5. A BFD session enabled on the LDP interface to a directly connected peer, times-out and
brings down the link LDP session to this peer. In this case, LDP sends a neighbor/next-
hop down message to the IOM for this LDP peer only. BFD support on LDP interfaces is
a new feature introduced for faster tracking of link LDP peers. See Section 1.2.1 for more
details.
The tunnel-down-dump-time option or the label-withdrawal-delay option, when enabled, does not
cause the corresponding timer to be activated for a FEC as long as a backup NHLFE is still
available.
Link LDP Hello Adjacency Tracking with BFD
LDP can only track an LDP peer with which it established a link LDP session with using the Hello
and Keep-Alive timers. If an IGP protocol registered with BFD on an IP interface to track a
neighbor, and the BFD session times out, the next-hop for prefixes advertised by the neighbor are
no longer resolved. This however does not bring down the link LDP session to the peer since the
LDP peer is not directly tracked by BFD. More importantly the LSR-id of the LDP peer may not
coincide with the neighbor’s router-id IGP is tracking by way of BFD.

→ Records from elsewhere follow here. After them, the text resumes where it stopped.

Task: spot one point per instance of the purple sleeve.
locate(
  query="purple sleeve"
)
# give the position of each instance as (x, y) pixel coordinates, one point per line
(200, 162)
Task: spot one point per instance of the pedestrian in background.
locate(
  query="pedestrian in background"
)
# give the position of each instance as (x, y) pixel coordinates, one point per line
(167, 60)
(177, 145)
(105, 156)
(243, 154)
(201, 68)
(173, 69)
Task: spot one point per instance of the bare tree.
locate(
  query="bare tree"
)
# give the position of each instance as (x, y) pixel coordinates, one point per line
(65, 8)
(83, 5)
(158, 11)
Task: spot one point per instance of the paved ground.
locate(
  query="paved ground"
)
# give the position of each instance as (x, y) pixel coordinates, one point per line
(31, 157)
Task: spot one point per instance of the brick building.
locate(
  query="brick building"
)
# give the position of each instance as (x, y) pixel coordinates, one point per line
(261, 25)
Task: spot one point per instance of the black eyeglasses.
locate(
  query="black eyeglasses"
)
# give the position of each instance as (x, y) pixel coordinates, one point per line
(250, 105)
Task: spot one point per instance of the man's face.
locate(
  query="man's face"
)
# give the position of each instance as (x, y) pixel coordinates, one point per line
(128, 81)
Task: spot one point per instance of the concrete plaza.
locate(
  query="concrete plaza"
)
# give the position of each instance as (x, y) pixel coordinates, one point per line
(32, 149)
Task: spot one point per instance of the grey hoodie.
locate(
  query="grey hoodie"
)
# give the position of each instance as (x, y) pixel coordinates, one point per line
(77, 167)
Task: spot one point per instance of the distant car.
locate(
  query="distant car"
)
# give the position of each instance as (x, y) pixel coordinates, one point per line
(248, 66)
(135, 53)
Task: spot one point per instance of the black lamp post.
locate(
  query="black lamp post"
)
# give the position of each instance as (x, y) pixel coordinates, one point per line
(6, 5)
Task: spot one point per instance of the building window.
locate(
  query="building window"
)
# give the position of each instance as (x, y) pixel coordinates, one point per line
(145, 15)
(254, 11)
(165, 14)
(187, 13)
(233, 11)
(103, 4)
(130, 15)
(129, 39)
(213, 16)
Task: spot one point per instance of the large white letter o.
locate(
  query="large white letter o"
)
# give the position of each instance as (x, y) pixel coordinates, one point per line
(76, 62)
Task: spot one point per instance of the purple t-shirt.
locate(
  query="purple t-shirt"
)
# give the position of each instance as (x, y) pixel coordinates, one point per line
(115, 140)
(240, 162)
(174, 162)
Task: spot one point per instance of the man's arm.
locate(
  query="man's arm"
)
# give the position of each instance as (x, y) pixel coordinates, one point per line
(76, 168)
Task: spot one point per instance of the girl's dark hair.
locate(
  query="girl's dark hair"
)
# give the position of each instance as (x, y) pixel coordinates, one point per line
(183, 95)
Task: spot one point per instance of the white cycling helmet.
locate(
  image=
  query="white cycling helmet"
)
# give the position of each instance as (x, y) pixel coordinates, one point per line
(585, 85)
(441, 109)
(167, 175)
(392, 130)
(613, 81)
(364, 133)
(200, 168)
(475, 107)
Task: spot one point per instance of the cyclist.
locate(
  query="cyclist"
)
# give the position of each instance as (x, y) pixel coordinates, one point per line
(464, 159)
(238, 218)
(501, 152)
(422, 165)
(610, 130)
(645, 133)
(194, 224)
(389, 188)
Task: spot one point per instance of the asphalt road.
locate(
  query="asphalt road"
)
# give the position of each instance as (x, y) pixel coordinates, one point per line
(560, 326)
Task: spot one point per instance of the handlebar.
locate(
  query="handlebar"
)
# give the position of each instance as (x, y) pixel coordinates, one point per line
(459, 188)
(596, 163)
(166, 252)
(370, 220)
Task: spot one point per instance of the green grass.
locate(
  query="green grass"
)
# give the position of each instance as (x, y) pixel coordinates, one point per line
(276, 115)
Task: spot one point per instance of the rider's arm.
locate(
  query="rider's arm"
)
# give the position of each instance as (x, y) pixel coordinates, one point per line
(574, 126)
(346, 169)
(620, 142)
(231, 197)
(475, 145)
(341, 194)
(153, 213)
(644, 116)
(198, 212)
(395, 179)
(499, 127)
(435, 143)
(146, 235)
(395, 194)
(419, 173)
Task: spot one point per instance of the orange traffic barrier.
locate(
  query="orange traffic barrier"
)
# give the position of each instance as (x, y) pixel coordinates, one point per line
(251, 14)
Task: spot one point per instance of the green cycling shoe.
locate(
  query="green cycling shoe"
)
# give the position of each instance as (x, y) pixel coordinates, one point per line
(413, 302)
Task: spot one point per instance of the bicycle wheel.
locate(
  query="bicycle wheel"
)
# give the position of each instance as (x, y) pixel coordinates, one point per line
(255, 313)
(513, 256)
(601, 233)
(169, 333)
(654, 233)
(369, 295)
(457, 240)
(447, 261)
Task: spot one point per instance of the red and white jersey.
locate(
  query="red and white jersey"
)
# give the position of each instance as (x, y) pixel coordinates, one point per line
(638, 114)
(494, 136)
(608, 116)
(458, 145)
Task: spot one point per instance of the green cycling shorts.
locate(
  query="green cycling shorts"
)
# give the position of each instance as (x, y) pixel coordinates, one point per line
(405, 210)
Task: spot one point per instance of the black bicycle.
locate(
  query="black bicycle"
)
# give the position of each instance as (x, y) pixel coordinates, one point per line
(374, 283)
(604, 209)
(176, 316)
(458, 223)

In order to properly track the link LDP peer, LDP needs to track the Hello adjacency to its peer by
registering with BFD. This way, the peer next-hop is tracked.
The user enables Hello adjacency tracking with BFD by enabling BFD on an LDP interface:
config>router>ldp>interface-parameters>interface>enable-bfd
The parameters used for the BFD session, i.e., transmit-interval, receive-interval, and multiplier,
are those configured under the IP interface in existing implementation:
config>router>interface>bfd
When multiple links exist to the same LDP peer, a Hello adjacency is established over each link
but only a single LDP session will exist to the peer and will use a TCP connection over one of the
link interfaces. Also, a separate BFD session should be enabled on each LDP interface. If a BFD
session times out on a specific link, LDP will immediately bring down the Hello adjacency on that
link. In addition, if the there are FECs which have their primary NHLFE over this link, LDP
triggers the LDP FRR procedures by sending to IOM the neighbor/next-hop down message. This
will result in moving the traffic of the impacted FECs to an LFA next-hop on a different link to the
same LDP peer or to an LFA backup next-hop on a different LDP peer depending on the lowest
backup cost path selected by the IGP SPF.